BERT for question answering (Part 2)

Mattes Mollenhauer (PhD)

Question marks sampling questions and the exclamation point as sample for the answer

In the first part of this blog post we saw how the BERT architecture works in general. Now we are going to examine a particular practical application of BERT: automated question answering.

Bert for question answering: SQuAD

The SQuAD dataset is a benchmark problem for text comprehension and question answering models.

There are two mainly used versions: There is SQuAD 1.0/1.1, which consists of 100 000 questions related to snippets of 500 Wikipedia articles containing the answer to the individual questions. The data is labeled, i.e., each question is annotated with corresponding text span (begin of the answer - end of the answer) associated with the corresponding text snippet.

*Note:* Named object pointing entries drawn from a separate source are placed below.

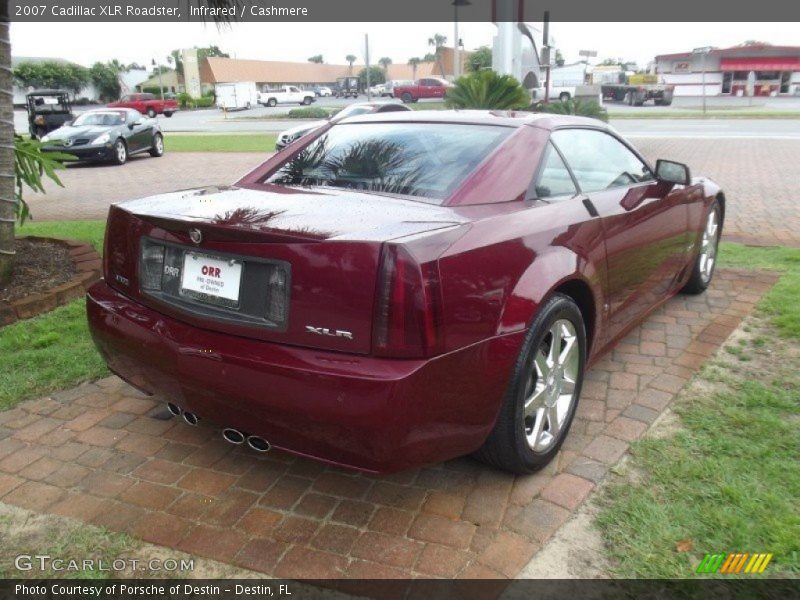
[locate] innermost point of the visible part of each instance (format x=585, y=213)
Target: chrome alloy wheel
x=550, y=394
x=708, y=248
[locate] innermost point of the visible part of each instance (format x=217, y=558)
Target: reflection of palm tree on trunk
x=7, y=203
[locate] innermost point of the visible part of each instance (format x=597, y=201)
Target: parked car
x=47, y=110
x=110, y=135
x=288, y=94
x=427, y=87
x=347, y=87
x=391, y=84
x=295, y=133
x=236, y=96
x=147, y=104
x=403, y=288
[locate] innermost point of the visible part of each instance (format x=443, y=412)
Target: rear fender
x=549, y=271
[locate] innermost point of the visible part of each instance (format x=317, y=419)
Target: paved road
x=758, y=175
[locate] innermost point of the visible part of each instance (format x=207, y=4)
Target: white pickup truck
x=288, y=94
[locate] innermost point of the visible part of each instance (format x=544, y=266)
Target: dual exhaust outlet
x=229, y=434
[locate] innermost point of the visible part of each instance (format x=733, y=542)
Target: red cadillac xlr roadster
x=402, y=288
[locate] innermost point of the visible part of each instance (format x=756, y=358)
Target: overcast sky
x=86, y=43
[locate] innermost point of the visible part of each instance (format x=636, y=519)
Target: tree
x=350, y=60
x=438, y=41
x=7, y=202
x=105, y=77
x=488, y=89
x=480, y=59
x=414, y=63
x=376, y=76
x=52, y=74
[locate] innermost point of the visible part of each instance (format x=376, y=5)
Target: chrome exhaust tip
x=234, y=436
x=258, y=444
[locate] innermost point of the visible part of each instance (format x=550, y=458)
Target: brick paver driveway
x=89, y=189
x=760, y=178
x=95, y=454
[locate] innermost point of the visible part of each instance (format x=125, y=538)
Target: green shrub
x=488, y=89
x=575, y=106
x=310, y=112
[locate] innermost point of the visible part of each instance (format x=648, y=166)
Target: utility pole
x=366, y=59
x=703, y=52
x=456, y=39
x=546, y=54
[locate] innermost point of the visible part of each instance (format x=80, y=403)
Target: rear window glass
x=426, y=160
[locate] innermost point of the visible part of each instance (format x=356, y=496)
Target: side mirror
x=672, y=172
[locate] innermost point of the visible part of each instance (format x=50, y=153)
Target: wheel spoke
x=535, y=400
x=553, y=424
x=538, y=427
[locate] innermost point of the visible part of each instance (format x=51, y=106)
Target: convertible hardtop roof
x=504, y=118
x=47, y=92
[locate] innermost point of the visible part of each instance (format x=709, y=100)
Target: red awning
x=783, y=63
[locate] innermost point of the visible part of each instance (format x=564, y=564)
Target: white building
x=775, y=69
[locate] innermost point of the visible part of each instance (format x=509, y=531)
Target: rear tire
x=706, y=261
x=543, y=392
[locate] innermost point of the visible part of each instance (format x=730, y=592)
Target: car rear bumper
x=105, y=152
x=372, y=414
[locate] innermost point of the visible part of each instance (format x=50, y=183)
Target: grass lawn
x=261, y=142
x=727, y=478
x=698, y=114
x=53, y=351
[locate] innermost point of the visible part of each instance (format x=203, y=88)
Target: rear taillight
x=152, y=266
x=408, y=308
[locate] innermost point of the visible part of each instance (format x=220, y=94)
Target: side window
x=599, y=161
x=554, y=178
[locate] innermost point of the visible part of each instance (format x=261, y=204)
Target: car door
x=140, y=131
x=645, y=222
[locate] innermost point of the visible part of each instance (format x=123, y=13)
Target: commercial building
x=752, y=69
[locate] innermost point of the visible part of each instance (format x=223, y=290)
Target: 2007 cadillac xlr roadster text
x=402, y=288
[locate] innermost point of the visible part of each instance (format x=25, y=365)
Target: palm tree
x=488, y=89
x=7, y=202
x=414, y=63
x=350, y=60
x=438, y=41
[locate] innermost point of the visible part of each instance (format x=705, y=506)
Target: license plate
x=211, y=279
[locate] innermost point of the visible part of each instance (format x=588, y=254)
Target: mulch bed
x=38, y=266
x=48, y=272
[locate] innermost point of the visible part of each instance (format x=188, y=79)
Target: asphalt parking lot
x=758, y=176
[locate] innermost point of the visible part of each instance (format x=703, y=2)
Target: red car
x=402, y=288
x=147, y=104
x=429, y=87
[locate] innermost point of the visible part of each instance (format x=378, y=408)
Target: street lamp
x=456, y=49
x=703, y=52
x=160, y=84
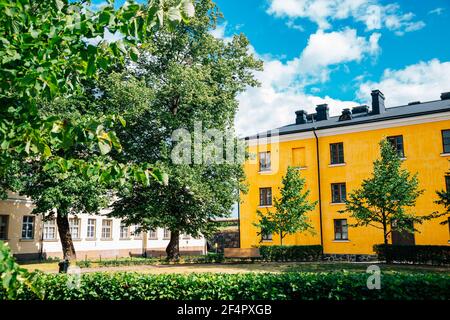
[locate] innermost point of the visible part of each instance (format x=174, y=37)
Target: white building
x=94, y=236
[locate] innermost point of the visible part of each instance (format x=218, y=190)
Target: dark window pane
x=340, y=229
x=265, y=196
x=446, y=140
x=264, y=161
x=337, y=153
x=397, y=144
x=338, y=192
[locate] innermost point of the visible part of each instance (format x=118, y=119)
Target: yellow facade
x=423, y=147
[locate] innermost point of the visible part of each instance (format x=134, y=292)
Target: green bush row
x=291, y=253
x=252, y=286
x=437, y=255
x=208, y=258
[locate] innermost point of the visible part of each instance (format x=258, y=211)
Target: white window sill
x=332, y=165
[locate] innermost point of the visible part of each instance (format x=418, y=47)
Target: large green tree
x=47, y=58
x=387, y=198
x=291, y=208
x=194, y=79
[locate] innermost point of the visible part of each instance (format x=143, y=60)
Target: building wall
x=423, y=154
x=17, y=207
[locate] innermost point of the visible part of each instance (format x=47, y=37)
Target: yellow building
x=334, y=155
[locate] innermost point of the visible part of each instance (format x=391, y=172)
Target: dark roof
x=405, y=111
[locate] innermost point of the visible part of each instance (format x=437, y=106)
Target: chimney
x=301, y=116
x=322, y=112
x=377, y=102
x=445, y=96
x=360, y=109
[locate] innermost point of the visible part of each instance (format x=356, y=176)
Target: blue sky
x=335, y=52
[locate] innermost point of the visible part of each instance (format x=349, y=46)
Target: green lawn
x=274, y=267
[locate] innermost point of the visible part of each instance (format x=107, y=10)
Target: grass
x=273, y=267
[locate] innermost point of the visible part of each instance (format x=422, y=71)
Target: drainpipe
x=318, y=181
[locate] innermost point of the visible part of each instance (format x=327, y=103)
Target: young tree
x=443, y=200
x=195, y=79
x=383, y=200
x=290, y=215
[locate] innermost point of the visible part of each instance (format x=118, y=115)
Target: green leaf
x=104, y=146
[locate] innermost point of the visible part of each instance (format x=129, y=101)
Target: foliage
x=191, y=78
x=12, y=276
x=382, y=200
x=291, y=208
x=47, y=52
x=443, y=200
x=248, y=286
x=291, y=253
x=421, y=254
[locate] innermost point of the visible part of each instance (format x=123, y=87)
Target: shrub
x=438, y=255
x=291, y=253
x=249, y=286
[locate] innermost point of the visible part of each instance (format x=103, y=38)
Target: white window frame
x=28, y=228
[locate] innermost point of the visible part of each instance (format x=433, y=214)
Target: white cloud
x=336, y=47
x=423, y=81
x=437, y=11
x=370, y=12
x=282, y=83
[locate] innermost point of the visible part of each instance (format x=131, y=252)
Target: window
x=264, y=161
x=137, y=233
x=298, y=157
x=153, y=235
x=266, y=236
x=446, y=140
x=74, y=225
x=397, y=143
x=337, y=153
x=50, y=230
x=28, y=227
x=91, y=229
x=338, y=192
x=166, y=234
x=124, y=231
x=265, y=196
x=106, y=229
x=3, y=227
x=340, y=229
x=185, y=236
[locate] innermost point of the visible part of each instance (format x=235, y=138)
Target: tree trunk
x=66, y=237
x=386, y=242
x=173, y=248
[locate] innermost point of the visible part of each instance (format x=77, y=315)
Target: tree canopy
x=193, y=80
x=291, y=208
x=386, y=199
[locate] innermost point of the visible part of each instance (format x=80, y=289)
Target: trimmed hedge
x=437, y=255
x=291, y=253
x=252, y=286
x=208, y=258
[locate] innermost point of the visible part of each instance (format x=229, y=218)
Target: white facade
x=94, y=236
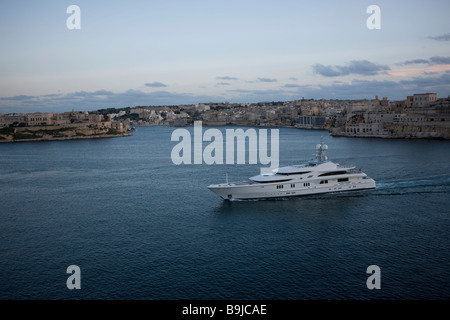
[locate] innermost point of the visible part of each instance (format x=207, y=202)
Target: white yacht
x=314, y=177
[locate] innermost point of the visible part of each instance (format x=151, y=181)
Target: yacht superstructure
x=313, y=177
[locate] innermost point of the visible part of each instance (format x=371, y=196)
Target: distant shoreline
x=103, y=136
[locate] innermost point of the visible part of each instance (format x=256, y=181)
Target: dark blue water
x=140, y=227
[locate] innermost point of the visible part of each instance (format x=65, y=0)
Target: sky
x=143, y=53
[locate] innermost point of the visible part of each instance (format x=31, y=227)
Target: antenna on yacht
x=321, y=148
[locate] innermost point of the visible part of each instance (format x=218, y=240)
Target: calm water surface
x=140, y=227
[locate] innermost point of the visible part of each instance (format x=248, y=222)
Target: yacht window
x=334, y=173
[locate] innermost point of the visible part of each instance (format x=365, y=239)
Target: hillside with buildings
x=58, y=126
x=418, y=116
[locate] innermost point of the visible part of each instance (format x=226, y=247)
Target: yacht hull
x=230, y=191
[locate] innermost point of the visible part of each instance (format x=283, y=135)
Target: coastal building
x=420, y=100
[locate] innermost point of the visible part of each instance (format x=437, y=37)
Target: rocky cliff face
x=40, y=133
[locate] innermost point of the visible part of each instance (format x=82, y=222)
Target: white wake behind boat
x=314, y=177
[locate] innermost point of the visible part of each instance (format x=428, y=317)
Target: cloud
x=89, y=101
x=440, y=60
x=267, y=80
x=432, y=61
x=155, y=85
x=354, y=89
x=361, y=67
x=226, y=78
x=415, y=61
x=444, y=37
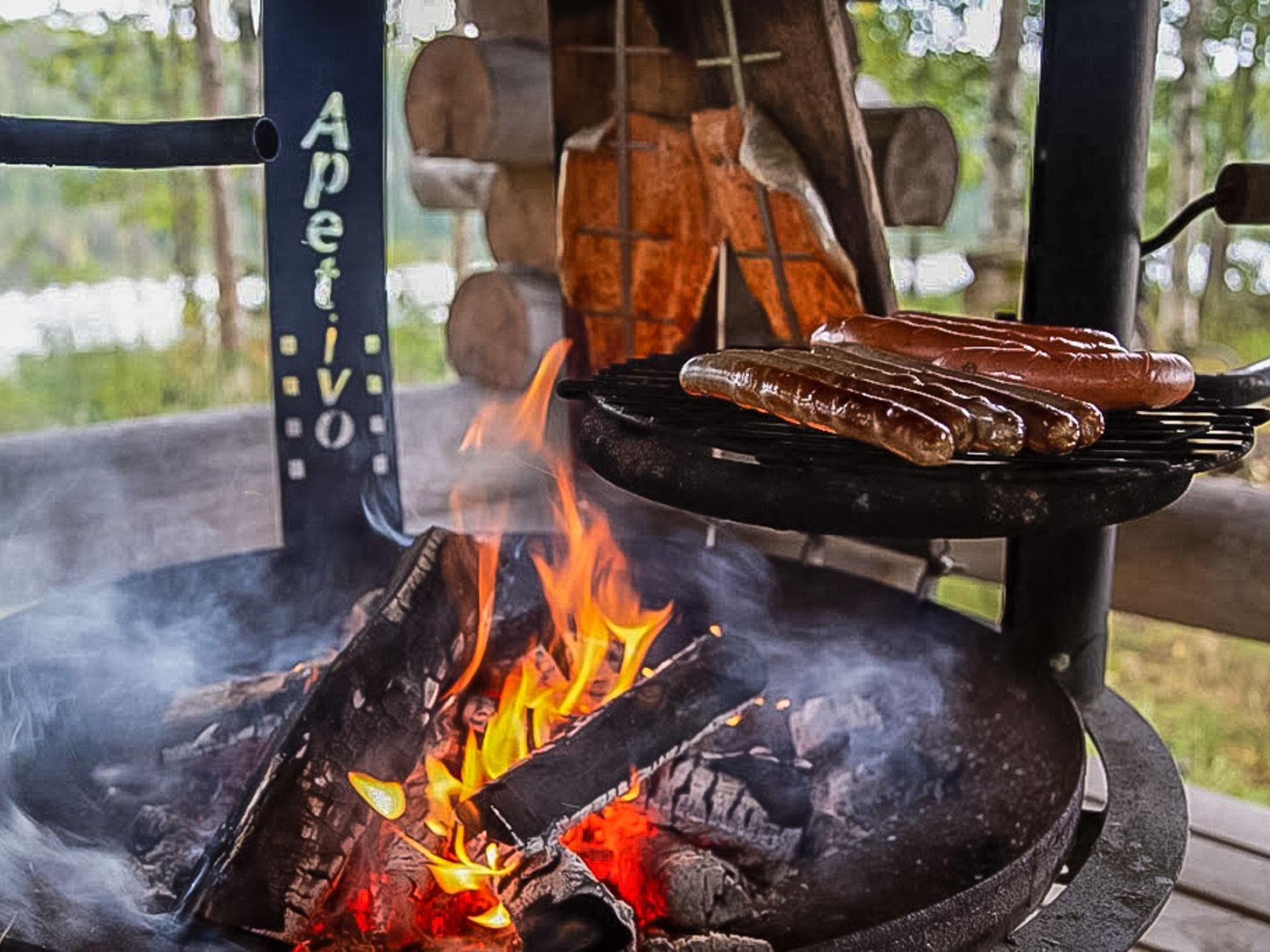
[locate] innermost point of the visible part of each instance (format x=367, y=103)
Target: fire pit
x=602, y=739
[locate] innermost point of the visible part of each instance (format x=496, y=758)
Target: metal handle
x=1238, y=387
x=246, y=140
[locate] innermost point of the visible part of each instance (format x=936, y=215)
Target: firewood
x=706, y=805
x=520, y=219
x=291, y=834
x=451, y=184
x=500, y=325
x=710, y=942
x=916, y=163
x=703, y=891
x=630, y=736
x=481, y=99
x=521, y=19
x=558, y=906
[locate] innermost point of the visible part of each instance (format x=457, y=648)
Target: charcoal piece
x=821, y=726
x=709, y=806
x=701, y=890
x=558, y=906
x=709, y=942
x=290, y=837
x=783, y=788
x=586, y=769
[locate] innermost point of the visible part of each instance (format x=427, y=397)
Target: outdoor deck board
x=1222, y=902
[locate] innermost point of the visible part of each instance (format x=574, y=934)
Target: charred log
x=701, y=890
x=716, y=809
x=293, y=832
x=558, y=906
x=597, y=760
x=710, y=942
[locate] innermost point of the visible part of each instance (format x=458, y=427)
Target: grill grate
x=721, y=460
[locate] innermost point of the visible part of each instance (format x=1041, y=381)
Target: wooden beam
x=916, y=164
x=506, y=19
x=481, y=99
x=500, y=325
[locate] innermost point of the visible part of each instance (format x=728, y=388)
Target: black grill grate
x=646, y=434
x=1197, y=436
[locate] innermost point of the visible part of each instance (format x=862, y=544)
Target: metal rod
x=1083, y=252
x=765, y=209
x=624, y=177
x=246, y=140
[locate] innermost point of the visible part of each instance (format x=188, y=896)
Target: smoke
x=84, y=679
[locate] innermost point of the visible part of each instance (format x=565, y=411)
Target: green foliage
x=1206, y=694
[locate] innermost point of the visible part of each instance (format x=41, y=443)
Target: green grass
x=1206, y=694
x=69, y=387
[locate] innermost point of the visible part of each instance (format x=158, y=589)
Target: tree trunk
x=213, y=94
x=1237, y=127
x=1179, y=309
x=249, y=52
x=1003, y=170
x=168, y=74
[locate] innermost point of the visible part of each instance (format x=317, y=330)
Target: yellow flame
x=495, y=918
x=385, y=799
x=593, y=650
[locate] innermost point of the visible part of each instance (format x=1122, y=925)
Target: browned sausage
x=1044, y=335
x=750, y=379
x=1053, y=423
x=1124, y=381
x=958, y=420
x=995, y=430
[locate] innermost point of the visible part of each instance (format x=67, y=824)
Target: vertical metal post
x=1089, y=175
x=328, y=309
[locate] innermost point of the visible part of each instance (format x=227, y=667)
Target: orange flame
x=595, y=649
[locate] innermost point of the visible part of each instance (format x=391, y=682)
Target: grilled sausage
x=996, y=430
x=958, y=420
x=1076, y=363
x=1123, y=381
x=1043, y=335
x=755, y=381
x=1053, y=423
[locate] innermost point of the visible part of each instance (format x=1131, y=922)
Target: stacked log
x=479, y=113
x=479, y=117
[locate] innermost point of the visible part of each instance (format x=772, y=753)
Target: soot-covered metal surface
x=643, y=433
x=961, y=795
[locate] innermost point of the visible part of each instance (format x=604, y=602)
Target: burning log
x=558, y=906
x=626, y=739
x=710, y=942
x=291, y=834
x=706, y=805
x=701, y=890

SQuAD 2.0 contains the question/answer pairs from SQuAD 1.0 with additional ~50 000 questions which are labeled as unanswerable with respect to the corresponding target text. Instead of only finding the correct answer span, the model now needs to assess whether there is a reasonable answer present in the text and then deduce the textual span of the answer.

An excerpt of the data:

"question": "When were the Normans in Normandy?",
    "id": "56ddde6b9a695914005b9629",
    "answers": [
        "text": "10th and 11th centuries",
        "answer_start": 94
        "text": "in the 10th and 11th centuries",
        "answer_start": 87
        "text": "10th and 11th centuries",
        "answer_start": 94
        "text": "10th and 11th centuries",
        "answer_start": 94

is an example question with potential answers to the context given by

"context": "The Normans (Norman: Nourmands; French:
Normands; Latin: Normanni) were the people who in the
10th and 11th centuries gave their name to Normandy, 
a region in France. They were descended from Norse 
(\"Norman\" comes from \"Norseman\") raiders and 
pirates from Denmark, Iceland and Norway who,
under their leader Rollo, agreed to swear fealty to
King Charles III of West Francia. Through generations
of assimilation and mixing with the native Frankish
and Roman-Gaulish populations, 
their descendants would gradually merge with the 
Carolingian-based cultures of West Francia. The
distinct cultural and ethnic identity of the Normans
emerged initially in the first half of the 10th
century, and it continued to evolve over the
succeeding centuries."

Note that multiple (partly redundant) answers can be given.

The original BERT paper proposed both SQuAD 1.1 as well as SQuAD 2.0 as tasks.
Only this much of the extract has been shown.